Lindsay's own hair had been under a wig cap, and they'd put on dry wigs for when she ran and a wet wig for when she came up out of the water; he'd stood there in the surf, styling it for her. When they'd called her for a scene, she'd always been ready. Where was she when she wasn't acting? In wardrobe or her trailer. Yes, it was possible for her to have gone out and come back. Sometime late afternoon, there had been a turnaround that took over an hour. There was no big deal with the lights, but the Steadicam operator was having trouble with his harness. No one saw her during that time; she always liked her privacy. Nobody knew what she did: probably read magazines, because the trailer was filled with every magazine ever printed—she was probably looking for her name or her picture; they all did that. But maybe she slept, or meditated. Who knew? Who cared?
I thought that Lindsay would have been taking a big chance if she'd tried to slip away unnoticed, because of the time factor. Besides, as the hair guy explained, there could always be a wardrobe or script crisis that required her presence. Also, she was just too noticeable.

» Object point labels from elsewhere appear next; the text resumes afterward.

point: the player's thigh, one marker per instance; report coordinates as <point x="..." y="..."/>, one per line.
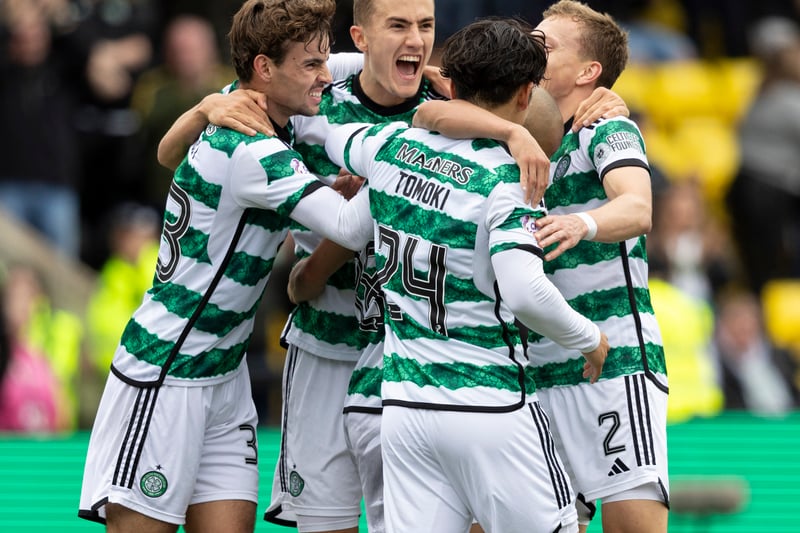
<point x="363" y="434"/>
<point x="121" y="519"/>
<point x="231" y="516"/>
<point x="635" y="516"/>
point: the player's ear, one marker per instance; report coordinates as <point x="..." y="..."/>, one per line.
<point x="524" y="95"/>
<point x="359" y="38"/>
<point x="262" y="68"/>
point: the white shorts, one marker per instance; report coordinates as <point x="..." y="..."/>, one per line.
<point x="612" y="436"/>
<point x="363" y="434"/>
<point x="442" y="468"/>
<point x="158" y="450"/>
<point x="316" y="485"/>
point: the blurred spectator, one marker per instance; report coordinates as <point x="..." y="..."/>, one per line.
<point x="109" y="43"/>
<point x="39" y="175"/>
<point x="764" y="198"/>
<point x="717" y="26"/>
<point x="756" y="375"/>
<point x="654" y="32"/>
<point x="694" y="249"/>
<point x="190" y="70"/>
<point x="32" y="397"/>
<point x="126" y="275"/>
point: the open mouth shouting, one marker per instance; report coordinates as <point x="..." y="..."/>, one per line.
<point x="408" y="66"/>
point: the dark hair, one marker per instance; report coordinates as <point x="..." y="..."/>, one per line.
<point x="490" y="59"/>
<point x="269" y="26"/>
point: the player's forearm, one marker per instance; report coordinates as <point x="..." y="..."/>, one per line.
<point x="460" y="119"/>
<point x="182" y="133"/>
<point x="625" y="217"/>
<point x="348" y="223"/>
<point x="537" y="303"/>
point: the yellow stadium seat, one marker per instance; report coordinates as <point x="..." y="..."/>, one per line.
<point x="780" y="299"/>
<point x="680" y="89"/>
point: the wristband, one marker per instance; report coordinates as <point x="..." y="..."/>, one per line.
<point x="590" y="223"/>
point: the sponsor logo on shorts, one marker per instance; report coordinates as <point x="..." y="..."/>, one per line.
<point x="153" y="484"/>
<point x="618" y="467"/>
<point x="562" y="167"/>
<point x="296" y="483"/>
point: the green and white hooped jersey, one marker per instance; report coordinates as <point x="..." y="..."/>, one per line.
<point x="442" y="208"/>
<point x="226" y="214"/>
<point x="327" y="325"/>
<point x="606" y="282"/>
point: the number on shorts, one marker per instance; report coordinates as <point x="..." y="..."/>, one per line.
<point x="173" y="232"/>
<point x="608" y="448"/>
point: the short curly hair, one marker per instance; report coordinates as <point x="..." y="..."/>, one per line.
<point x="269" y="26"/>
<point x="490" y="59"/>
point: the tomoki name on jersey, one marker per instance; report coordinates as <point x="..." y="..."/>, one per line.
<point x="226" y="215"/>
<point x="450" y="342"/>
<point x="605" y="282"/>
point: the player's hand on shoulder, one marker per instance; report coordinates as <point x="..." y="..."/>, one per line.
<point x="534" y="165"/>
<point x="593" y="367"/>
<point x="243" y="110"/>
<point x="434" y="75"/>
<point x="566" y="230"/>
<point x="602" y="103"/>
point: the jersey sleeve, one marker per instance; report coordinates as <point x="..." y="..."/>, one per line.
<point x="355" y="146"/>
<point x="267" y="174"/>
<point x="615" y="143"/>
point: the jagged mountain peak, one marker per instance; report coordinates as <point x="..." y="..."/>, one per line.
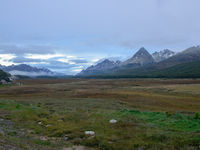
<point x="141" y="57"/>
<point x="162" y="55"/>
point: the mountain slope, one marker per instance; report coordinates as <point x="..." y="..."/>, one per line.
<point x="100" y="67"/>
<point x="4" y="76"/>
<point x="26" y="70"/>
<point x="141" y="58"/>
<point x="162" y="55"/>
<point x="189" y="55"/>
<point x="185" y="70"/>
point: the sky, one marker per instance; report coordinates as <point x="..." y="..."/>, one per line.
<point x="67" y="36"/>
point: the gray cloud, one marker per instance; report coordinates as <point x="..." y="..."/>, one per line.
<point x="34" y="49"/>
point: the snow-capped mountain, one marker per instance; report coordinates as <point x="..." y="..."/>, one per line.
<point x="141" y="58"/>
<point x="103" y="66"/>
<point x="26" y="70"/>
<point x="162" y="55"/>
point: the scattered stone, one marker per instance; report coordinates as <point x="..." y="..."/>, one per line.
<point x="113" y="121"/>
<point x="48" y="125"/>
<point x="67" y="148"/>
<point x="43" y="138"/>
<point x="66" y="138"/>
<point x="90" y="133"/>
<point x="80" y="148"/>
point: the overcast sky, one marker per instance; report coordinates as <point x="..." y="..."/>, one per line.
<point x="69" y="35"/>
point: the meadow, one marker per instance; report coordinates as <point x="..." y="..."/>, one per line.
<point x="55" y="113"/>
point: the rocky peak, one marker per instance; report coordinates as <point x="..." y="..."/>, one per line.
<point x="141" y="57"/>
<point x="162" y="55"/>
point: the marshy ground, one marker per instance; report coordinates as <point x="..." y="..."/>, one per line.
<point x="55" y="113"/>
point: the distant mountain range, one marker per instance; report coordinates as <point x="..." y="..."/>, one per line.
<point x="26" y="70"/>
<point x="160" y="64"/>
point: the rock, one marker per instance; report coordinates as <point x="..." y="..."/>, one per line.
<point x="113" y="121"/>
<point x="67" y="148"/>
<point x="90" y="133"/>
<point x="48" y="125"/>
<point x="66" y="138"/>
<point x="43" y="138"/>
<point x="81" y="148"/>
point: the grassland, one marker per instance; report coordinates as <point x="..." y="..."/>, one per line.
<point x="55" y="113"/>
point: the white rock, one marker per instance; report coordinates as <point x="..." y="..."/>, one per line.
<point x="91" y="133"/>
<point x="113" y="121"/>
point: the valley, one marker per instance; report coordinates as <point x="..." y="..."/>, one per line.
<point x="56" y="113"/>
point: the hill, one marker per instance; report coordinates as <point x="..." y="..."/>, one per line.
<point x="4" y="76"/>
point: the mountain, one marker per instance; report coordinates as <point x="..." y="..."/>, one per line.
<point x="4" y="76"/>
<point x="189" y="55"/>
<point x="100" y="67"/>
<point x="162" y="55"/>
<point x="26" y="70"/>
<point x="141" y="58"/>
<point x="181" y="65"/>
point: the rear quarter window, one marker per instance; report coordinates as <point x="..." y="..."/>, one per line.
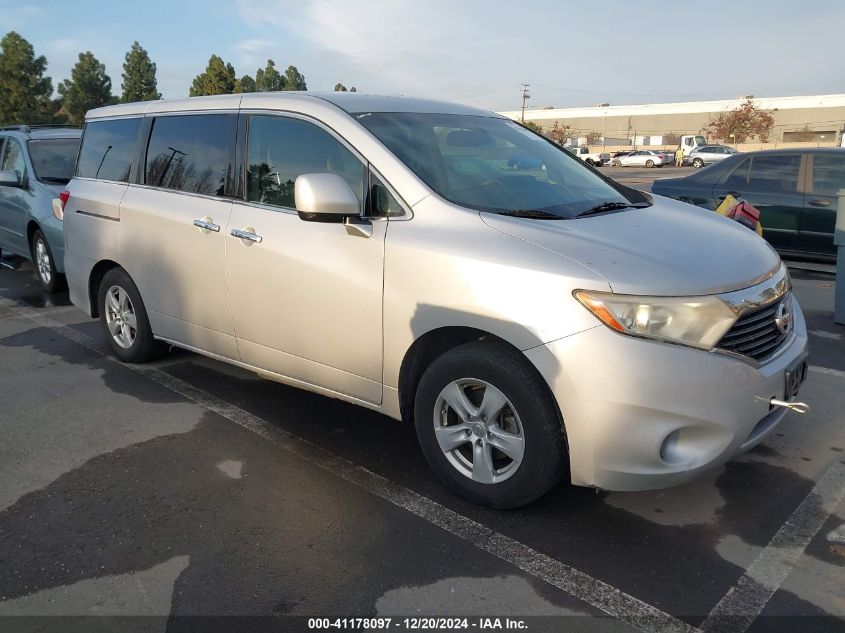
<point x="108" y="148"/>
<point x="828" y="173"/>
<point x="191" y="153"/>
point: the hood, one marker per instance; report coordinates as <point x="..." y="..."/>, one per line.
<point x="670" y="248"/>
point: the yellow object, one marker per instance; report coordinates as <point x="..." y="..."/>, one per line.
<point x="728" y="205"/>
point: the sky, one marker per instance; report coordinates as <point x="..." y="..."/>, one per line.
<point x="471" y="51"/>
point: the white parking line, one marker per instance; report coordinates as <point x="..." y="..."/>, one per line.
<point x="740" y="606"/>
<point x="582" y="586"/>
<point x="827" y="370"/>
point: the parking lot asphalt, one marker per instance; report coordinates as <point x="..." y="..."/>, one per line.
<point x="643" y="177"/>
<point x="190" y="487"/>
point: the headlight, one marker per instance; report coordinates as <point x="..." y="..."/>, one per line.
<point x="696" y="321"/>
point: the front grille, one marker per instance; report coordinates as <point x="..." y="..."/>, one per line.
<point x="755" y="334"/>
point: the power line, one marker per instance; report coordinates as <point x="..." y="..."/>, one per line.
<point x="526" y="95"/>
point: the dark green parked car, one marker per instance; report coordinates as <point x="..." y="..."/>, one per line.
<point x="794" y="189"/>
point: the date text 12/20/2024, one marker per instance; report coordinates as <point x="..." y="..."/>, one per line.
<point x="417" y="624"/>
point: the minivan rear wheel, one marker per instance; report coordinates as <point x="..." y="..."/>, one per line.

I asked if there were any other wigs around. Not white-blond ones. He said there were a couple of dark-brown ones in the makeup trailer, but they were for Nick Monteleone.
On the TV, one of the airline stewardesses was starting to play with another one's nipples; they were standing in the galley with their blouses off. I yawned. I was so wiped out. The grips gazed at the screen, nudged each other. I lost the hair guy's attention. I was too tired to care. I left the room.
The Summerview was standard motel, an elongated two-story rectangle with a balcony running the length of the upper floor. It was not for the socially ambitious visitor to East Hampton: no famous newspaper columnists or politicians or fashion designers would be found rubbing shoulders over the toaster waffles in the King of the Sea Coffee Shop. It was a place for normal people who wanted to sit on a perfect beach by day and get a little glamour by night: browse in shops they couldn't afford, or squint into passing Rolls-Royces to see if Steven Spielberg was inside.